Superficial Diversity? Why Political Activism is Rare in the US

Ferran Masip-Valls
Ferran Masip-Valls

This post comes from our sister blog, Comite de Estudiantes (the Spanish version of the Student Union).  Columbia University student Ferran Masip-Valls talks about why there seems to be less activism on U.S. campus (which, by the way, is considered a relatively politically active school by American standards) than at his school back home.

For our Spanish-speaking readers, you can read the original text in italics. The rest of us can read the English translations.

At Columbia University, where I’ve been studying this past year, the truth is that politics is not something you breathe in the air. However, I look back at the Spanish university where I studied before, and the feeling was quite different.

En Columbia University, donde he estado estudiando este último año, la verdad es que la política no es algo que se respire en el aire. En cambio, miro atrás, hacia las universidades españolas donde estudié antes, y la sensación resultaba bien distinta.

Columbia University.  Creative Commons photo by Flickr user Barbara (Jorbasa)
Columbia University. Creative Commons photo by Flickr user Barbara (Jorbasa)
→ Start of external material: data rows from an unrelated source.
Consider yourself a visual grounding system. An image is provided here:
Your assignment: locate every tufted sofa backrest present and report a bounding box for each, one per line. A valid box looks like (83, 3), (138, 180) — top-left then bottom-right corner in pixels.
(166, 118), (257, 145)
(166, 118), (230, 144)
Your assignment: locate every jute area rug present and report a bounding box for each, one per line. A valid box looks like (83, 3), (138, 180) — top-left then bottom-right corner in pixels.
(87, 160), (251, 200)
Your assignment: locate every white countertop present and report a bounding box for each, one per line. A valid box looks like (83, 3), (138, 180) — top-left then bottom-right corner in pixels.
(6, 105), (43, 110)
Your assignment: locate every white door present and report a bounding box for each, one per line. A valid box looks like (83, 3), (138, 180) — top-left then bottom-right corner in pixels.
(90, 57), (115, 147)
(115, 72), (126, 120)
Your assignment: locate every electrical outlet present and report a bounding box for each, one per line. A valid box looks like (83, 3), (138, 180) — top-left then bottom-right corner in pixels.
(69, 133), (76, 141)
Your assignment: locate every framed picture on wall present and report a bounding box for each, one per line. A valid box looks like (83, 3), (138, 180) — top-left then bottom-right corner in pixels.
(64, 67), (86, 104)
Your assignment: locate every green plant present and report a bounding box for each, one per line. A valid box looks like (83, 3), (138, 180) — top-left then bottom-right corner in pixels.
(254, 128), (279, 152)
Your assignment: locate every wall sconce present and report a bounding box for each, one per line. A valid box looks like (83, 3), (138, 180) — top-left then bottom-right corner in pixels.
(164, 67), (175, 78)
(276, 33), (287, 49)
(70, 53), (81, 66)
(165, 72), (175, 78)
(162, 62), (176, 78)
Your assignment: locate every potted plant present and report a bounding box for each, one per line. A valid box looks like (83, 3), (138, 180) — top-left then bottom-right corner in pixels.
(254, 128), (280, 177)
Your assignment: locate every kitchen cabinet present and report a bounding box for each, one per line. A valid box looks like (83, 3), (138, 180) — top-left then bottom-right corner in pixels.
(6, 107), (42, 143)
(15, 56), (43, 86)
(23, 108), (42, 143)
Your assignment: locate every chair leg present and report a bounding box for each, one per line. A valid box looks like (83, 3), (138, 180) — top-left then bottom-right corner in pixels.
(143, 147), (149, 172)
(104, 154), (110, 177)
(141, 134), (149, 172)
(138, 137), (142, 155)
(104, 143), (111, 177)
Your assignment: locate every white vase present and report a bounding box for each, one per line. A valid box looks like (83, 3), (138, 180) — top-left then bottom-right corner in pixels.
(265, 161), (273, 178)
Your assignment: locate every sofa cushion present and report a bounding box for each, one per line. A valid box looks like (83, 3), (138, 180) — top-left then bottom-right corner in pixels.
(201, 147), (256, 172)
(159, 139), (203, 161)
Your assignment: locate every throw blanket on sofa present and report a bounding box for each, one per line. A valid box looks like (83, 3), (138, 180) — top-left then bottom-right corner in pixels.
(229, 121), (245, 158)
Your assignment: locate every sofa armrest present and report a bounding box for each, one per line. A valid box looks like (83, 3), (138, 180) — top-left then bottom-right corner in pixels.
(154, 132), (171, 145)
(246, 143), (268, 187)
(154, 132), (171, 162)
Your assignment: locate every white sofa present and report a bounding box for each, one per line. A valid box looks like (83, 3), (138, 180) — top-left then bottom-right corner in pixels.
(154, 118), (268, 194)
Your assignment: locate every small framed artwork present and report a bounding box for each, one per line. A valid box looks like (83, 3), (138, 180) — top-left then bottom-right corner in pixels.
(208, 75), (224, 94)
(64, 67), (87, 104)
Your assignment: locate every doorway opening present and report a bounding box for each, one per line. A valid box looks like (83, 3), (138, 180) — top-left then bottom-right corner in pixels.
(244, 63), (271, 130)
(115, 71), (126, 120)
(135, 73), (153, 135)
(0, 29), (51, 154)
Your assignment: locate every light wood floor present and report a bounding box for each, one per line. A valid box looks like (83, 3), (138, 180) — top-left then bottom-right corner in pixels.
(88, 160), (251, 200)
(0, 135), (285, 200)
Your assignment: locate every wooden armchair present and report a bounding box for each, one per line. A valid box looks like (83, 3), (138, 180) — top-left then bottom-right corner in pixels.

Somehow I get the feeling (which may well be completely wrong, and why I call it just a “feeling”) that this is the result largely of the system itself. Columbia University costs several years’ salary to attend, and students end up with tens of thousands, sometimes hundreds of thousands, of dollars of debt after their studies.

In Spain, public education is relatively affordable, so virtually anyone can study – although that is changing slightly. Thus, class differences, or the representation of social strata, is quite different in the American and Spanish university environments.

De algún modo, me da la sensación (que puede bien ser completamente errónea; y por ello lo llamo tan solo “sensación”) de que eso es fruto, en gran parte, del sistema en sí mismo. Columbia, universidad que cuesta diversos años de sueldo por curso, donde los estudiantes contraen decenas, a veces centenares de miles de dólares de deuda por un par o tres o cuatro años estudiados. España, donde la educación es eminentemente pública y relativamente asequible. En otras palabras, donde virtualmente cualquiera puede estudiar – aunque la situación está cambiando ligeramente. Por ello, la diferencia de clases, o la representación de estratos sociales, es bien distinta en cada uno de estos contextos.

Students wearing Columbia University sweatshirts.  Creative Commons photo by Flickr user airsoenxen
Students wearing Columbia University sweatshirts. Creative Commons photo by Flickr user airsoenxen

It is this diversity of wealth and social class that is represented in Spanish universities, which in my opinion gives way to a more highly politicized intellectual mass compared to what I have noticed between the mean here in Columbia University (because, all in all, diversity here is just a question of majorities and minorities) .

Es esa diversidad, esa riqueza poblacional que queda representada en España, la que a mi parecer da paso y pasto a una masa intelectual altamente politizada – en comparación con lo que he apreciado entre la media (porque, como siempre, hay de todo en todas partes, se trata tan solo de mayorías y minorías) acá en Columbia University.